ICE railway track between Nürnberg and Ingolstadt, Germany.
I like the contrast between nature and technology.

5D3, 100-400L @ 375 mm, 
1/400, f8, ISO 400

No croping, almost no pp, just a little bit more contrast.
I did forget a cpl, maybe it could have been even better, because the air was quite humid.
Comments are welcome.


----------



## Maximilian (Nov 5, 2014)

Upright perspective.

@300 mm, 1/400, f8, ISO400


----------



## Maximilian (Nov 5, 2014)

And just for fun a snapshot of a ICE3 train passing. (No pp)

@400 mm, 1/400, f8, ISO 400


----------



## dpc (Nov 5, 2014)

Maximilian said:


> Upright perspective.
> 
> @300 mm, 1/400, f8, ISO400




Hi! I think the curve and flow of the track works better in portrait orientation. Just a personal view.


----------



## Click (Nov 5, 2014)

dpc said:


> Hi! I think the curve and flow of the track works better in portrait orientation. Just a personal view.



+1


----------



## Maximilian (Nov 5, 2014)

dpc said:


> Hi! I think the curve and flow of the track works better in portrait orientation. Just a personal view.


Hi dpc! Hi Click! 

Thank you for your feedback. That's why I put both pics here. 
I am a little undecided.
I see it similar but...
- I prefer the higher compression of the first picture. 
That didn't work with the composition at the portrait orientation. 
- And as I am not such a fan of pp I have to live with the cable channel down right that is a little bit distracting.
Maybe I should take the efford to erase it.

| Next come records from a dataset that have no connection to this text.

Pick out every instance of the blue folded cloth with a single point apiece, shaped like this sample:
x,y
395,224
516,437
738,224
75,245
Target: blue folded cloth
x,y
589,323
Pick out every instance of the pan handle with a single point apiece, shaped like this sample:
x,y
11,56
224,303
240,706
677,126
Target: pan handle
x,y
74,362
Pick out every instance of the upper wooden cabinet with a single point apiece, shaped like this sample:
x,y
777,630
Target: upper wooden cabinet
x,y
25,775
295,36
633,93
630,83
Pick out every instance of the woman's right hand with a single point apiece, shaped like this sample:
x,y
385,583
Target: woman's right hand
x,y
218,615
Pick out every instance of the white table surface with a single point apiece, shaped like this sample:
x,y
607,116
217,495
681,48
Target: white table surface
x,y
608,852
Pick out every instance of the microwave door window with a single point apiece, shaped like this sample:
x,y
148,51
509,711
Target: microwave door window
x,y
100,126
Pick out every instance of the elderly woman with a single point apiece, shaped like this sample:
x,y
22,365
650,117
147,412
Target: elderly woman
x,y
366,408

Anything else to say? Or are you fine with the rest?
Thanks again.


----------



## dpc (Nov 5, 2014)

Maximilian said:


> dpc said:
> 
> 
> > Hi! I think the curve and flow of the track works better in portrait orientation. Just a personal view.
> ...


----------



## Maximilian (Nov 5, 2014)

dpc said:


> The matter of orientation or compression is, of course, entirely a matter of personal preference. I have no issues with post processing and would not hesitate to remove the cable channel if that produces a better picture. I suppose the issue of post processing becomes somewhat 'philosophical' and a matter of taste. I personally find that it can be pushed too far, but I see nothing wrong with adjusting colour, adding vignetting, cropping, adding textures and whatnot if that is what produces a picture that 'speaks' to you. I don't go with the idea that the camera must capture what is there before you in its pristine state. That pristine state is processed in camera after all and is therefore illusory in some sense, so pushing the process further in software external to the camera is a non-issue for me.


Hi again dpc! 
Thank you for the additional explanation. 
I have to put this straight, because I was not precise enough.
I also do pp and have nothing against it, if it's not too much.
But I am alittle bit lazy when it comes to editing and it is also a my philosophy to better shoot right then to sit hours in front of the PC. So we have almost the same opinion.


----------



## Valvebounce (Nov 8, 2014)

Hi Maximilian. 
Very nice shots, I too prefer the landscape orientation. I see the cable channel as an integral part of the industrial scene shown. I like the snap with the ICE, I think it adds to the commentary!

Cheers, Graham.


----------



## Maximilian (Nov 8, 2014)

Valvebounce said:


> Hi Maximilian.
> Very nice shots, I too prefer the landscape orientation. I see the cable channel as an integral part of the industrial scene shown. I like the snap with the ICE, I think it adds to the commentary!
> 
> Cheers, Graham.


Thank you very much, Graham.


----------